For - put them side by side -

The one the other will contain

With ease - and You - beside-

Ever since a student showed me the poem from which the stanza above is taken, I've wondered what was happening a hundred and fifty years or so ago that would have inclined Emily Dickinson to write those lines. Freud, William James, Broca, Charcot,, Pavlov, Cajal, Sherrington were all well in the future …. and the "Decade of the Brain" was of course even more remote. What particularly intrigues me is not just that Dickinson neatly put the self in the brain but that she did it happily, "with ease".

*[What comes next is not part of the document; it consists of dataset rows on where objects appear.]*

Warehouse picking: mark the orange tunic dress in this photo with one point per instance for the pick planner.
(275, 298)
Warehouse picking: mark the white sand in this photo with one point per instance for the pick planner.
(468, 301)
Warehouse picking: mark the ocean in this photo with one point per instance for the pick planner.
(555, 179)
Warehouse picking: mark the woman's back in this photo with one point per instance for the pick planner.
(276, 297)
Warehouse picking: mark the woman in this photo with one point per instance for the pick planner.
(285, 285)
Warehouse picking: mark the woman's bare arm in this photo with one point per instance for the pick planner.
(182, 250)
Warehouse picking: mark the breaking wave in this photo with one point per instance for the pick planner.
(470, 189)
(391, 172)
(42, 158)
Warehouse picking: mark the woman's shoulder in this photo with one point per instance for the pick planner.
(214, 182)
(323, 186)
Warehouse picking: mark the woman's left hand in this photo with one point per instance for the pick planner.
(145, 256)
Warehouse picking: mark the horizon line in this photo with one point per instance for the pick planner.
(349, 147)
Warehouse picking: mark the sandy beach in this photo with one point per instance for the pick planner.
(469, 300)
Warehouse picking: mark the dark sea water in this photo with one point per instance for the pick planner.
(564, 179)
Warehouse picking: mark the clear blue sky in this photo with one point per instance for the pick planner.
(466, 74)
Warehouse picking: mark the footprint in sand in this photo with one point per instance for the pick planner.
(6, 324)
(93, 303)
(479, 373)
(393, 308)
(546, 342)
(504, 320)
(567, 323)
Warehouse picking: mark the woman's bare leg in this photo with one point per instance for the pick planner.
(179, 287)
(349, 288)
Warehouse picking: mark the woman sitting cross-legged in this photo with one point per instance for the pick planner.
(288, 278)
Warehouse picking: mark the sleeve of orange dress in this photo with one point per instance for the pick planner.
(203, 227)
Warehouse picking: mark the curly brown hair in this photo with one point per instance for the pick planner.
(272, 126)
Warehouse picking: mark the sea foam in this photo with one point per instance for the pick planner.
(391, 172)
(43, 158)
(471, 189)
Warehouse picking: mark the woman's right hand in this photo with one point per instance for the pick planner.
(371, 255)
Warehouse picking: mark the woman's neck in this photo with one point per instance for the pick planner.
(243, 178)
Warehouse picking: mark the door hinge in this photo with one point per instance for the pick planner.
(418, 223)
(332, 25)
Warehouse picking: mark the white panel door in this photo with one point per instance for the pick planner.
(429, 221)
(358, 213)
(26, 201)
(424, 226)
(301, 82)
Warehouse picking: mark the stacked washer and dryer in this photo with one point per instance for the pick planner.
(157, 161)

Not everyone, of course, is happy to do so today. Being, among other things, a neurobiologist, that puzzles me. The past century has witnessed a steadily, even explosively, increasing body of observations relating the brain to a rapidly expanding realm of human behaviors and experiences. Why should there now be skepticism, even antipathy, toward the idea that the brain might indeed prove to be the repository of all aspects of human behavior and experience, up to and including the self?

One possible reason emerged in a recent class I was teaching at Bryn Mawr College. We were reading an essay by the neurologist Oliver Sacks, about a young man whose personality and behavior changed dramatically as a result of an untreated brain tumor. Several of the students were made uncomfortable by the story. They didn't like the idea that they and others were that "vulnerable", that "self", rather than being safely housed in some form resistant to physical disturbance, might actually itself be a material thing and hence subject to all the slings and arrows of outrageous fortune to which flesh is heir.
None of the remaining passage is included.